La lucha contra la desigualdad no puede recaer únicamente en transferencias monetarias. Se necesita colaboración entre gobierno, sociedad civil y el sector privado para garantizar derechos básicos, cerrar brechas entre regiones, y promover la ética y la transparencia en la gestión pública.
México debe recuperar un Estado activo, que motive la inclusión social, impulse el emprendimiento y fortalezca a las pequeñas y medianas empresas con empleos de calidad. Reducir la desigualdad regional y garantizar que todos los sectores de la población tengan acceso a las mismas oportunidades no es solo una meta cívica, sino una estrategia para lograr un desarrollo económico sostenible.
El costo de no hacer más
La ayuda social que no transforma, estanca. Si los apoyos no van acompañados de estrategias estructurales, la pobreza seguirá siendo una constante. El mal manejo de las finanzas públicas, las inversiones ineficientes y la falta de fiscalización pueden llevar a una crisis que impida mantener estos programas en el largo plazo.

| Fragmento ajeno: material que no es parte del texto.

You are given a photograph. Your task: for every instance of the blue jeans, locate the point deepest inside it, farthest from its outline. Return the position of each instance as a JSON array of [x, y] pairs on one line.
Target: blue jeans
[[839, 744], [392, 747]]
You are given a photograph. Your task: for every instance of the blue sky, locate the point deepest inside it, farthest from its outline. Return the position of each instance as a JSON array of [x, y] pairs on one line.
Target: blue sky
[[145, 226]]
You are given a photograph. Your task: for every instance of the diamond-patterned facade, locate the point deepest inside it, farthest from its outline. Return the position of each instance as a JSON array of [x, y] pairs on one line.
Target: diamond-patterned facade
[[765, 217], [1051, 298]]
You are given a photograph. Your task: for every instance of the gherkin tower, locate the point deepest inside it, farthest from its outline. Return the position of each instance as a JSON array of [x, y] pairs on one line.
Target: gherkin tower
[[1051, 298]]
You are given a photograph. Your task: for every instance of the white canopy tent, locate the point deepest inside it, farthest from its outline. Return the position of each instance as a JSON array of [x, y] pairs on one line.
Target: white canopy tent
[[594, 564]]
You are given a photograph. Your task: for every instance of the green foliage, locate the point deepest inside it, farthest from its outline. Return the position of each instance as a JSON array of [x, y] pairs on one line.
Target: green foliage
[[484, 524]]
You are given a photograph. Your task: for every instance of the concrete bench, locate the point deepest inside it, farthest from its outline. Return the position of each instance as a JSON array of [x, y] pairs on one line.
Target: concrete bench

Hoy, muchos hogares reciben dinero sin obligación alguna. Si ese ingreso no se complementa con empleo formal o desarrollo comunitario, el riesgo es claro: la dependencia permanente, la pérdida de productividad, y la perpetuación de la pobreza. Dar sin producir, repartir sin garantizar futuro, solo agrava el problema.
Sin un padrón transparente y mecanismos de control, se seguirán desperdiciando recursos que deberían estar destinados a quienes realmente lo necesitan. El verdadero cambio no vendrá de entregar apoyos temporales, sino de transformar un modelo que, por décadas, ha normalizado la precariedad y la exclusión.
Del asistencialismo a la transformación real
Las cifras muestran que los programas sociales han logrado ampliar su cobertura, más no han trabajado en las condiciones de fondo. Las transferencias monetarias alivian el día a día, pero no construyen caminos sostenibles para el futuro. La falta de transparencia, la concentración del gasto en sectores específicos y la persistencia de la informalidad cuestionan su efectividad.
Si México quiere romper con el círculo de dependencia y exclusión, necesita mucho más que asistencialismo. Se requieren políticas sociales que articulen el acceso a educación, salud, empleo digno, seguridad y autonomía. Solo así se podrán combatir las problemáticas antes mencionadas.
El bienestar no se decreta ni se reparte, se construye con decisiones estructurales, voluntad política y la colaboración entre gobierno, ciudadanía y sector privado. La transformación hacia una sociedad más justa exige ir más allá del discurso y asumir compromisos reales con los sectores más vulnerables. México no puede seguir viviendo de paliativos, necesita dignidad, justicia y oportunidades para todos.